"They like Bob," explained Hamilton. "Don't you, Mr. Hunchberg? Yes, he
says they do extremely!" (He used such words as "extremely" often;
indeed, as Dowden said, he talked "like a child in a book," which was
due, I dare say, to his English mother.) "And I'm sure," the boy went
on, "that all the family will admire Cousin David. Yes, Mr. Hunchberg
says, he thinks they will."
And then (as Bob told me) he went almost out of his head with joy when
Beasley offered Mr. Hunchberg a cigar and struck a match for him to
light it.
"But WHAR," exclaimed the old darky, "whar in de name o' de good Gawd do
de chile git dem NAMES? Hit lak to SKEER me!"
That was a subject often debated between Dowden and me: there was
nothing in Wainwright that could have suggested them, and it did not
seem probable he could have remembered them from over the water. In my
opinion they were the inventions of that busy and lonely little brain.

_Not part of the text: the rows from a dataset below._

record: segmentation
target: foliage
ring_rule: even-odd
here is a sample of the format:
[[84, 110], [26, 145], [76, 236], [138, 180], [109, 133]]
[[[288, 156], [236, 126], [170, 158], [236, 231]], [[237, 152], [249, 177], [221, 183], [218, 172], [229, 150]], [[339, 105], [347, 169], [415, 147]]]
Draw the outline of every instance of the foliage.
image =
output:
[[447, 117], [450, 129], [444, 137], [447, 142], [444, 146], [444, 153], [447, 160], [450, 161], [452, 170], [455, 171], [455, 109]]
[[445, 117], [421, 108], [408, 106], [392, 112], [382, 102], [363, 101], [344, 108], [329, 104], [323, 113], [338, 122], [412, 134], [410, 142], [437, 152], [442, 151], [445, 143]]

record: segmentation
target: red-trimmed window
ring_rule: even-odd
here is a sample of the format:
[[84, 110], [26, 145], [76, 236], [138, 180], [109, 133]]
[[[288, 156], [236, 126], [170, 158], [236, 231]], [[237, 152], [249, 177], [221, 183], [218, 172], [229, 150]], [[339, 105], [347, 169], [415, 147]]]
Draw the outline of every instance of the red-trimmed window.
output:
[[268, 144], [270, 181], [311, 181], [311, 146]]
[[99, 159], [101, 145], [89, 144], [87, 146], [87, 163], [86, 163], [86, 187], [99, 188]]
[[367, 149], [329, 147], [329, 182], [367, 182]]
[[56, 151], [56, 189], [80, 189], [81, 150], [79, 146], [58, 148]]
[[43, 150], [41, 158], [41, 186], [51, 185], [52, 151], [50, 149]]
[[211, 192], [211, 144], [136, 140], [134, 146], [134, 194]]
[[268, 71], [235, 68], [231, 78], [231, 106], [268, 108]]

I met the Hunchberg family, myself, the day after their arrival, and
Beasley, by that time, had become so well acquainted with them that he
could remember all their names, and helped in the introductions. There
was Mr. Hunchberg--evidently the child's favorite, for he was described
as the possessor of every engaging virtue--and there was that lively
matron, Mrs. Hunchberg; there were the Hunchberg young gentlemen, Tom,
Noble, and Grandee; and the young ladies, Miss Queen, Miss Marble, and
Miss Molanna--all exceedingly gay and pretty.